A yoga studio built on a pay-what-you-can model turned its Sunday into a retail engine, bringing more than 40 women-owned businesses into the Niagara Arts and Cultural Center and giving Xochiyapa Yoga a way to reach people beyond the mat.
Women Mean Business ran May 3, 2026, from 10 a.m. to 2 p.m. at 1201 Pine Ave. in Niagara Falls, where community members browsed booths, supported local entrepreneurs and moved through a space better known for art, classes and cultural programming. Step Out Buffalo said more than 30 vendors were registered, while WIVB reported more than 40 women-owned businesses took part. The event was also tied to fundraising for Xochiyapa Yoga’s kids summer yoga camp, which made the marketplace more than a pop-up shopping stop.

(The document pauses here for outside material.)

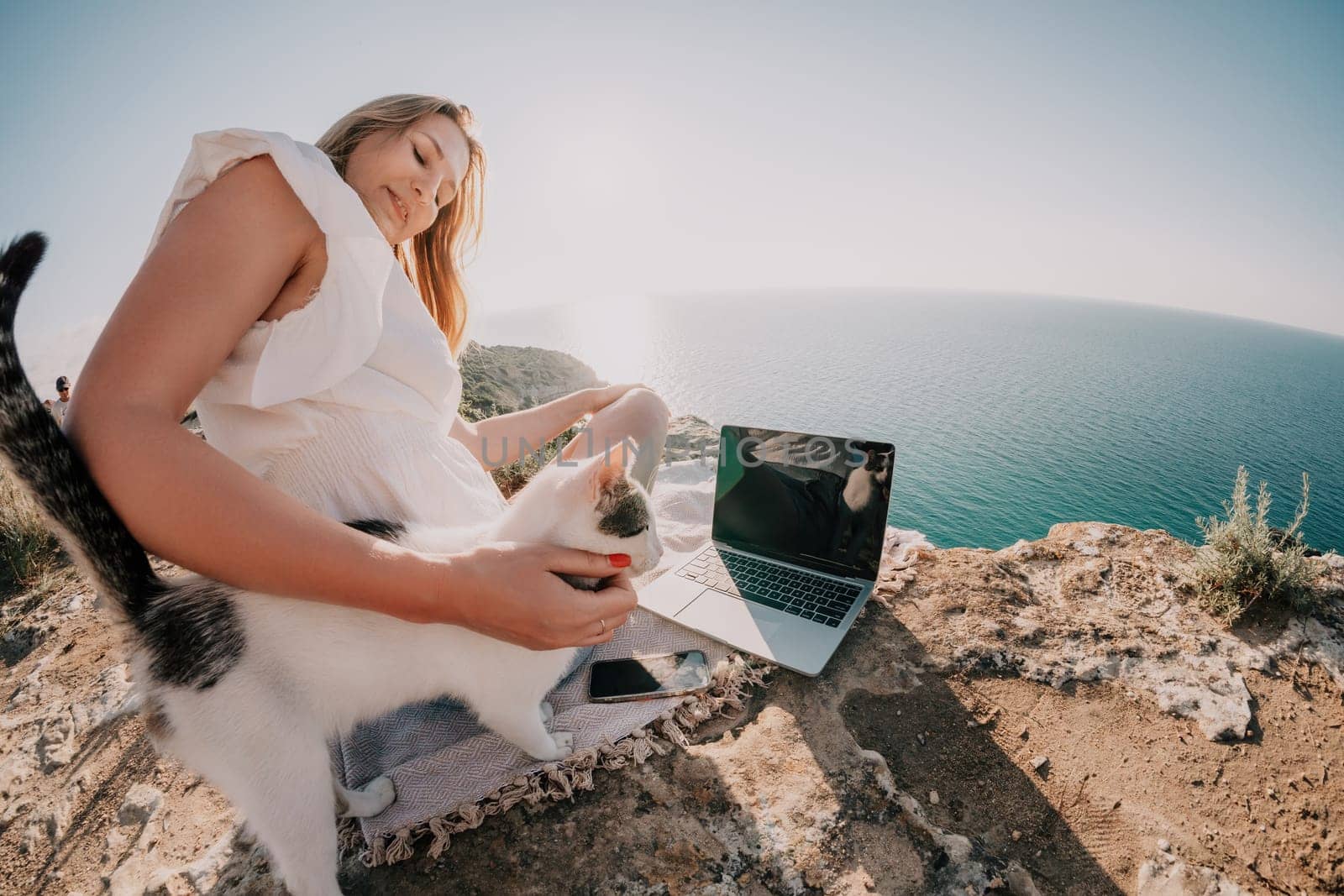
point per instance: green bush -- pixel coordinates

That matters because the event fit a broader survival strategy that smaller yoga operators have been leaning into for years: use the studio as a hub, not just a classroom. Xochiyapa Yoga is listed by the Niagara Arts and Cultural Center as a heart-centered studio rooted in tradition, healing and community care, with no contracts and a pay-what-you-can model. It offers adult classes for all levels, dedicated kids classes and a dog-friendly environment, all of which make the brand feel more like a neighborhood gathering place than a rigid fitness business.

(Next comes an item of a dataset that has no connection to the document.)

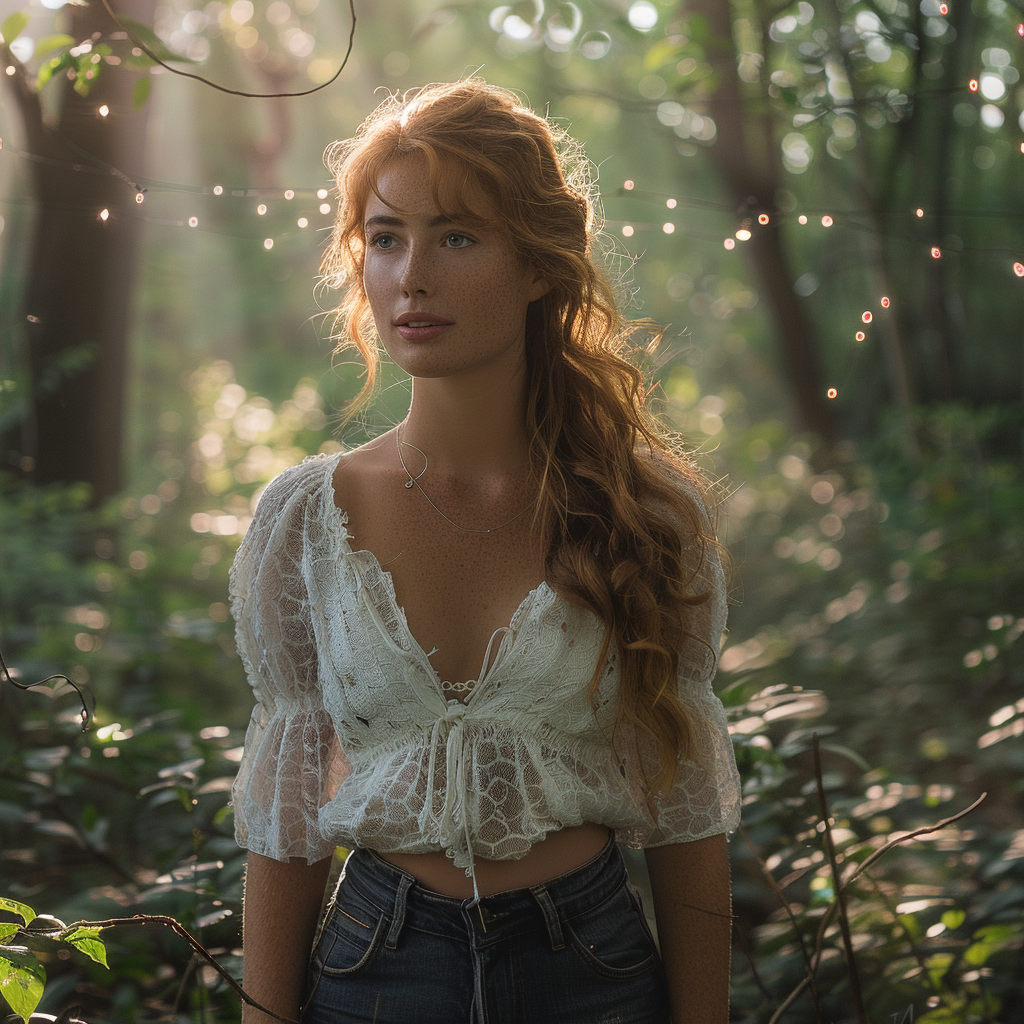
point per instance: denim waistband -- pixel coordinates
(403, 901)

Marisa Religa, who said she first fell in love with yoga after being introduced to hot yoga in 2008, later became a certified instructor for adults and children. That background helps explain why the studio’s outreach looks the way it does. A market built around women-owned businesses is a natural extension of a brand that already sells accessibility and community, and it gives the studio a reason to bring in people who may never have signed up for a class on their own.

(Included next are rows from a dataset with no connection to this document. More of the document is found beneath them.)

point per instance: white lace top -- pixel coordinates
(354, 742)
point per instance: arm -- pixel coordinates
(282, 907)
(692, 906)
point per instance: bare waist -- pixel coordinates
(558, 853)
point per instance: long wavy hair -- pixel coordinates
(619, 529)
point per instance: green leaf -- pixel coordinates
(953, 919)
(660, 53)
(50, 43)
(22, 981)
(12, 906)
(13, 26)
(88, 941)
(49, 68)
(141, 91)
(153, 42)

The Niagara Arts and Cultural Center gives that strategy a bigger stage. The nonprofit 501(c)(3) says it houses more than 100 artists and exists to preserve its historic campus while offering arts and cultural experiences for Western New York residents and visitors. The building at 1201 Pine Ave. opened as Niagara Falls High School in 1924 before becoming the arts center, and that history gives events like Women Mean Business an established backdrop that can absorb both foot traffic and local commerce.
For yoga studios trying to stay relevant, that is the real takeaway. A vendor market does not replace classes, but it can deepen loyalty, widen visibility and create a second reason for people to walk through the door. In this case, Xochiyapa Yoga used one Sunday to do all three.